Profiling Tools: Users also gain proficiency in using both command line and visual profiling tools. Profiling is a critical step for monitoring and optimizing CUDA code, ensuring that it performs as expected.
Accelerating CUDA C++ Applications with Multi-Card GPUs
The Multi-Card CUDA course builds upon the fundamentals course and is designed to empower users to fully harness the capabilities of multiple GPU cards within a single node. This advanced course addresses the primary challenges of managing memory transfers and concurrency and covers:
Concurrent CUDA Streams: Users learn how to use concurrent CUDA streams effectively to overlap memory transfers with GPU computation and optimise the utilisation of the GPUs.

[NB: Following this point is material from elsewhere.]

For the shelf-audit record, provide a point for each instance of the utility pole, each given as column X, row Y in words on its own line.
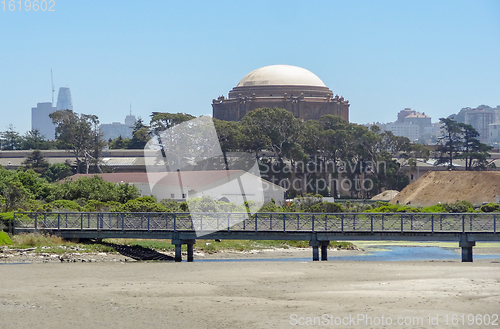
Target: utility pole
column 52, row 81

Scaling Workloads: The course provides insights into utilizing all available GPUs on a single node to efficiently scale workloads across these GPUs, allowing for increased parallel processing and faster computations.
Copy/Compute Overlap: Users explore how to combine the use of copy/compute overlap techniques with multiple GPUs for improved performance and efficiency.
Nsight™ Systems Visual Profiler: The course teaches how to use the NVIDIA Nsight™ Systems Visual Profiler timeline to observe opportunities for improvement and assess the impact of the techniques covered during the workshop.